Negotiating your salary is not like playing poker. Being too mysterious can actually backfire.
“So everyone has their own style, but keeping your motives secretive during a salary negotiation can come off, well, strange!” says McDonald.
Don’t forget that you will most likely be working with the employer a few days after your conversation. Keeping things transparent will reflect well on you. But transparency does not equal zero strategy.
“That said, keep your strategy airtight. Know your motivations, your must-haves and your weak points. To sum it up, be less secretive and more strategic with your conversation,” says McDonald.
According to McDonald, negotiating your salary isn’t seen as money-hungry — it shows you’re savvy and breeds respect.
“In fact, it shows off a range of professional competencies. If you negotiate well, it signals to your employer that you are confident, communicative and serious about the position.”
So if you’re feeling a little nervous about broaching the topic, remembering that you will strengthen your reputation by bringing it up can be just the reframe needed for an extra dose of courage.
Yes, money is important. But it’s absolutely not the only factor involved in a fruitful compensation talk, so do yourself a favor and ditch that old-school mindset.
“If you’ve found the perfect match that gives you a great boss and colleagues, hours that work for you, challenging work, and career mobility, consider these factors against the offer, even if the salary band is lower than you expected,” says Henry.

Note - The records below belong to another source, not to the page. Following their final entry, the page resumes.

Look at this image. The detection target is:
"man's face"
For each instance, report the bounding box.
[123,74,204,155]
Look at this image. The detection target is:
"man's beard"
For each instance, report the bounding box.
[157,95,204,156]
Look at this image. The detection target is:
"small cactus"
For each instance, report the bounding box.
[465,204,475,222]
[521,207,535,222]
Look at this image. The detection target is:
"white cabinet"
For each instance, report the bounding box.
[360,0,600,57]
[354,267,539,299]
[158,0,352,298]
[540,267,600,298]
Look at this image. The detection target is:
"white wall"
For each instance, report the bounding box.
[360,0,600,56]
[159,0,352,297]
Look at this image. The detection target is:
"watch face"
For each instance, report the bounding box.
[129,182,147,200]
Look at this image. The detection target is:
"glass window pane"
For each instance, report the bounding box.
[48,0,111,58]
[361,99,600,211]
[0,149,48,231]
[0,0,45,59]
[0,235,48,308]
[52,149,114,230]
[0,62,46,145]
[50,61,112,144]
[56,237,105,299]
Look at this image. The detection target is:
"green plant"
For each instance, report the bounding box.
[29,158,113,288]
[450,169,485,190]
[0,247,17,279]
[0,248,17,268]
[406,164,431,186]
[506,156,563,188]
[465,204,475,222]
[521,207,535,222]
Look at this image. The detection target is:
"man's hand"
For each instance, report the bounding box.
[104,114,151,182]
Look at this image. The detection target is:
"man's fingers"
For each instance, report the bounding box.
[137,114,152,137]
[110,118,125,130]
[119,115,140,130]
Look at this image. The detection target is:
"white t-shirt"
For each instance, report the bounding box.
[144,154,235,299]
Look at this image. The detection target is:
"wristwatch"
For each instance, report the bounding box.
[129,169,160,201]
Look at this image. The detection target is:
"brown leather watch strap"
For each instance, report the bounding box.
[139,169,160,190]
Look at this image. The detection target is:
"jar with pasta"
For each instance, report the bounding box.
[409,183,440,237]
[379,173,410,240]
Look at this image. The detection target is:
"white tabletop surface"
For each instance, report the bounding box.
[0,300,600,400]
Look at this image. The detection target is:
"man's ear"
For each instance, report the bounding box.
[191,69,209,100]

Time and opportunity costs are real things, and if you can balance a comfortable living with a career that lets you really enjoy your life, go for that.”
Not to mention the fact you can get really creative with other requests. “Think, tuition reimbursement, vacation days and most importantly — flexibility,” says McDonald.
“For example, if you are turned down on your salary negotiation, counter with a flexibility request. This could look like an option to work from home or the ability to work an adjusted schedule.”
Mentioning you’ve got another offer on the table is a tactic still used by many professionals, and while it can work it can also leave a really bad taste in your employer’s mouth or, even worse, ruin your relationship.
“I don’t necessarily think this is a tactic that won’t work in today’s job market, but I have seen some instances where it has resulted in an offer being pulled. Salary ranges seem to be a bit more static than dynamic in our current landscape, says Henry.
Negotiating without having built a solid case around what you want and why you should have it would be plain silly. But it’s important not to listen to advice that leaves you feeling unnatural and rehearsed.
“Now, you do need to have your reasoning in order but don’t psych yourself out by scripting yourself,” says McDonald.
To make yourself more comfortable, she recommends staying transparent in your motive and openly saying that you are looking to negotiate your salary and benefits package. Then, with clarity, you can begin to have a more relaxed and open discussion.
On that note, mentioning your past accomplishments is a smart move for sure. However, that piece of advice doesn’t account for the fact that demonstrating how you’ll contribute in the future can be equally crucial.
“When discussing salary or compensation packages overall, don’t only focus on your past performance. Also, be sure to demonstrate a growth mindset and your desire to keep learning so that it’s clear how much you’re committed to growing,” says Henry.